That Rascal Gustave
By
Charles Paul de Kock
Introduction
Those who have heard of Paul de Kock at all will have probably have come across the name in
Ulysses; Molly Bloom asks her husband Leopold to get her one of his
books, and there are several other references to him in various places in the
novel. (Though Sweets of Sin, the book Bloom bought, is apparently not
by him.) Even to Joyceans it may come as a surprise
to realise that Paul de Kock really existed; at least
one (amateur) Joyce fan assured me that he didn't. But he did; he was a
well-known and enormously popular French author of the first half of the
nineteenth century. His books were translated into several languages, and
popular in Britain for many years. Collected editions in English translation
were published in both England and the USA in 1902-1904.
That Rascal
Gustave.
That Rascal Gustave, published in French as Gustave le Mauvais sujet in 1822, is
a typical example of his manner, which 19th century audiences found
titillating, though of course, it is very tame by ours. Gustave is a
harum-scarum, forever running after women, sometimes catching one, and getting
into ludicrous scrapes. His father, who loves him but is exasperated by his
antics, is trying to make him settle down with a more eligible partner, and
Gustave expends a lot of time and energy in trying to avoid this. It ends, of course, with wedding bells and
both father and son happy with the outcome.

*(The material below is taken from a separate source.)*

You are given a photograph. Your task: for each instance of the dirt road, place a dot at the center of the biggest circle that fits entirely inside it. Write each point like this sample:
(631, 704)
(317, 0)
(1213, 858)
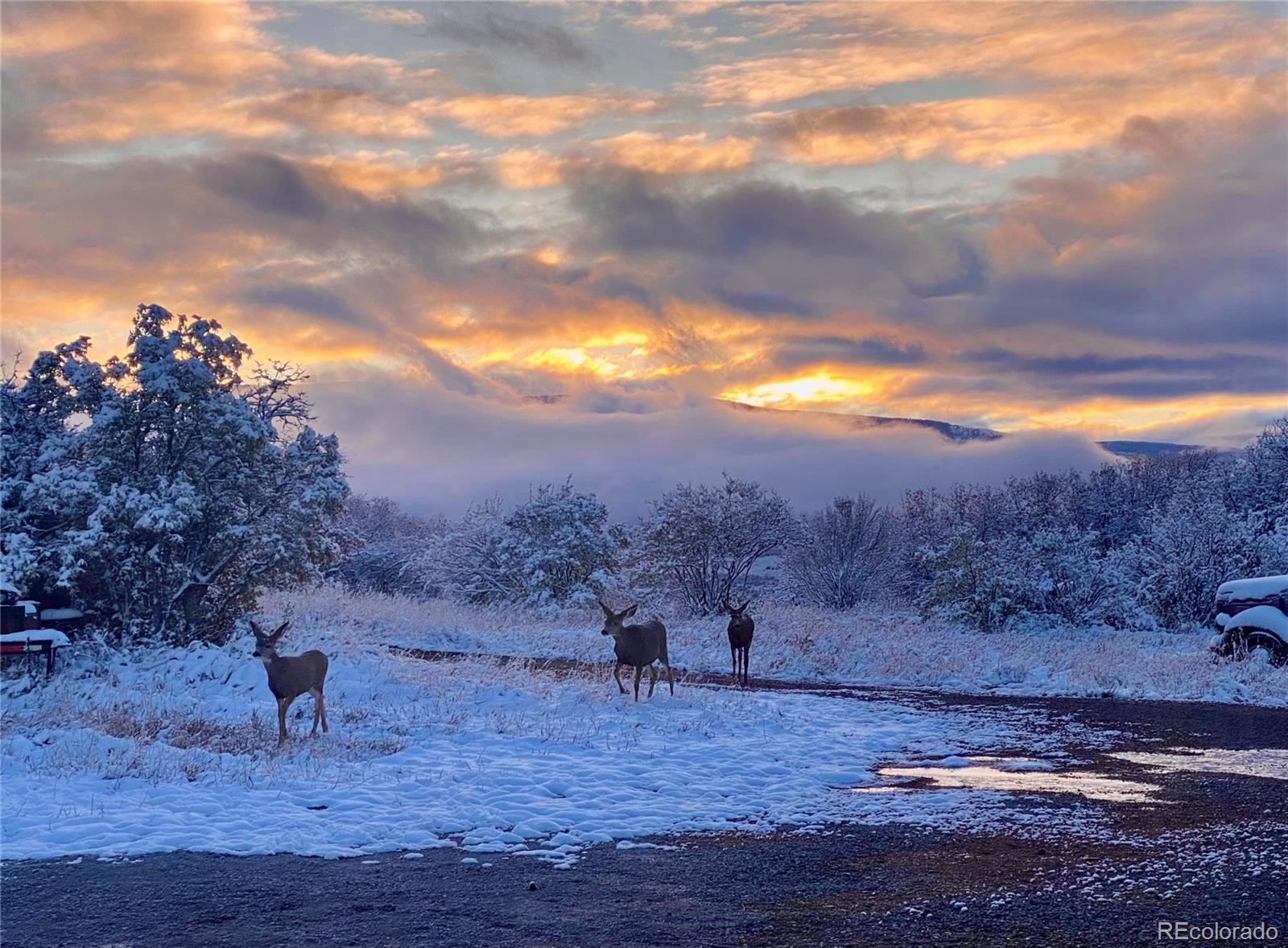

Paul de Kock - a Brief Biography
(From the 11th Edition of the Encyclopaedia Britannica
[1911])
KOCK,
CHARLES PAUL DE (1793-1871), French novelist, was born at Passy on the 21st of
May 1793. He was a posthumous child, his father, a banker of Dutch extraction,
having been a victim of the Terror. Paul de Kock
began life as a banker's clerk. For the most part he resided on the Boulevard
St Martin, and was one of the most inveterate of Parisians. He died in Paris on
the 27th of April 1871. He began to write for the stage very early, and
composed many operatic libretti. His first novel, L'Enfant de ma Femme
(1811), was published at his own expense. In 1820 he began his long and
successful series of novels dealing with Parisian life with Georgette, ou La Mère de Tabellion.
His period of greatest and most successful activity was the Restoration and the
early days of Louis Philippe. He was relatively less popular in France itself
than abroad, where he was considered as the special painter of life in Paris.
Major Pendennis's remark that he had read nothing of
the novel kind for thirty years except Paul de Kock,
who certainly made him laugh, is likely to remain one of the most durable of
his testimonials, and may be classed with the legendary question of a foreign
sovereign to a Frenchman who was paying his respects, "Vous
venez de Paris et vous devez savoir des nouvelles.
Comment se porte Paul de Kock?"
The disappearance of the grisette and of the cheap
dissipation described by Henri Murger practically
made Paul de Kock obsolete. But to the student of
manners his portraiture of low and middle class life in the first half of the
19th century at Paris still has its value.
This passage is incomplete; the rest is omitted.